Following the Creature’s escape from confinement, this pattern repeats on a broader scale when he is repeatedly shot by others whenever he is seen, not because of any demonstrable danger, but because his body resists familiar categorization.

Objectification of a Living Creature

Victor’s subsequent insistence on referring to the Creature as »it« further reinforces this logic, reducing a sentient being to an object and stripping him of subjecthood in much the same way women are frequently objectified within patriarchal discourse. This pain of being objectified becomes clear when Victor states that he has created »something horrible«, and the Creature responds, »Not something. Someone. You made someone.« The film thus repeatedly emphasizes that the Creature’s suffering is not inherent but produced and manufactured by a system that brings life into being while refusing care, recognition and respect.

Within this framework Elizabeth acquires particular significance. Unlike Shelley’s novel, where Elizabeth is positioned as Victor’s fiancée, the film reassigns her as the fiancée of William, a narrative alteration subtly shifting her role from emotional center to transferable figure within a patriarchal structure. This change becomes especially noticeable through the actions of Harlander. As he faces the fear of death, his desperation exposes the logic underlying his authority through the dialogue »Name it, it’s yours. Even Elizabeth«. He offers Victor wealth, resources, and ultimately Elizabeth herself in exchange for survival, proposing her as leverage to persuade Victor to implant his soul into the Creature’s body.

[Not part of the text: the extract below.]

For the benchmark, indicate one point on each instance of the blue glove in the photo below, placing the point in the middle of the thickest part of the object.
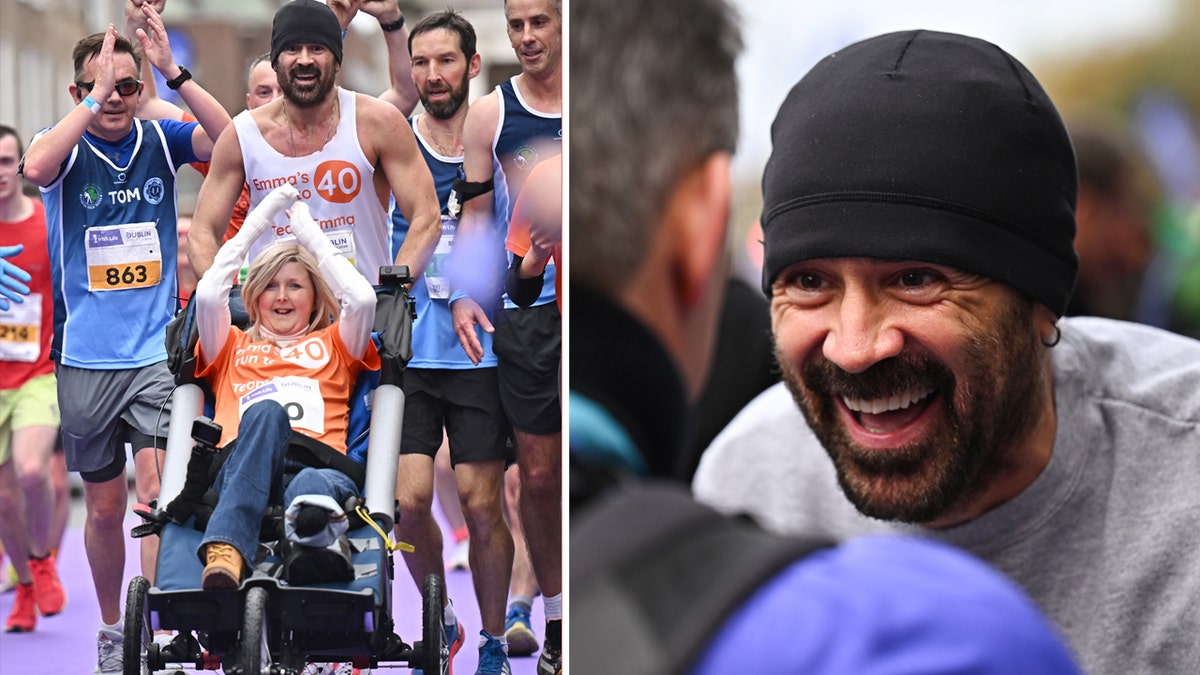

What is striking in this exchange is not only its moral discomfort, but its casualness. Elizabeth’s consent is neither requested nor imagined. She is treated as a negotiable asset, an object of exchange rather than a subject with agency. This moment, when read alongside Victor’s abandonment of the Creature, reveals a shared structure of male domination. Both the Creature and Elizabeth are positioned as means rather than ends. They are valued only as long as they serve male ambition, longevity, or control.

Denial of Recognition and Autonomy

This dynamic resonates beyond the gothic narrative, particularly when read in relation to historical patterns of authority that define, produce, and regulate life without granting autonomy. The Creature’s namelessness is central to this condition. He is spoken about, classified, and feared, yet never addressed as a subject by either his creator or the society that denies him legitimacy. His identity is consistently relational. This form of denied recognition mirrors feminist analyses of women’s historical exclusion from autonomous subjecthood. Like the Creature, women often have been socially legible primarily through relational identities ­­— daughter, wife, mother — rather than as self-defining individuals. The persistence of patriarchal naming conventions, in which women adopt paternal or marital surnames while maternal lineage remains unacknowledged, further reinforces this structural dependency. Identity thus emerges not as an inherent possession but as a status conferred within systems that privilege masculine continuity.

Picture: IMDB
Frankenstein (2025)
Director: Guillermo del Toro

Although the film does not overtly connect Elizabeth’s experience with the Creature’s suffering, the parallel emerges through absence; absence of freedom, absence of voice, absence of choice. The Creature articulates his anguish through isolation and rage when Elizabeth does so through silence and restraint. Both, however, exist within systems that deny them autonomy while asserting authority over their bodies and futures.

The film ultimately suggests, perhaps not intentionally, that monstrosity is not located in the created being, but in the refusal to acknowledge responsibility for creation itself. It is within this tension that Shelley’s novel continues to resonate, and where contemporary adaptations reveal the persistence of her central questions: how responsibility is evaded after creation, how power is exercised over bodies framed as requiring protection and guidance while being denied self-determination.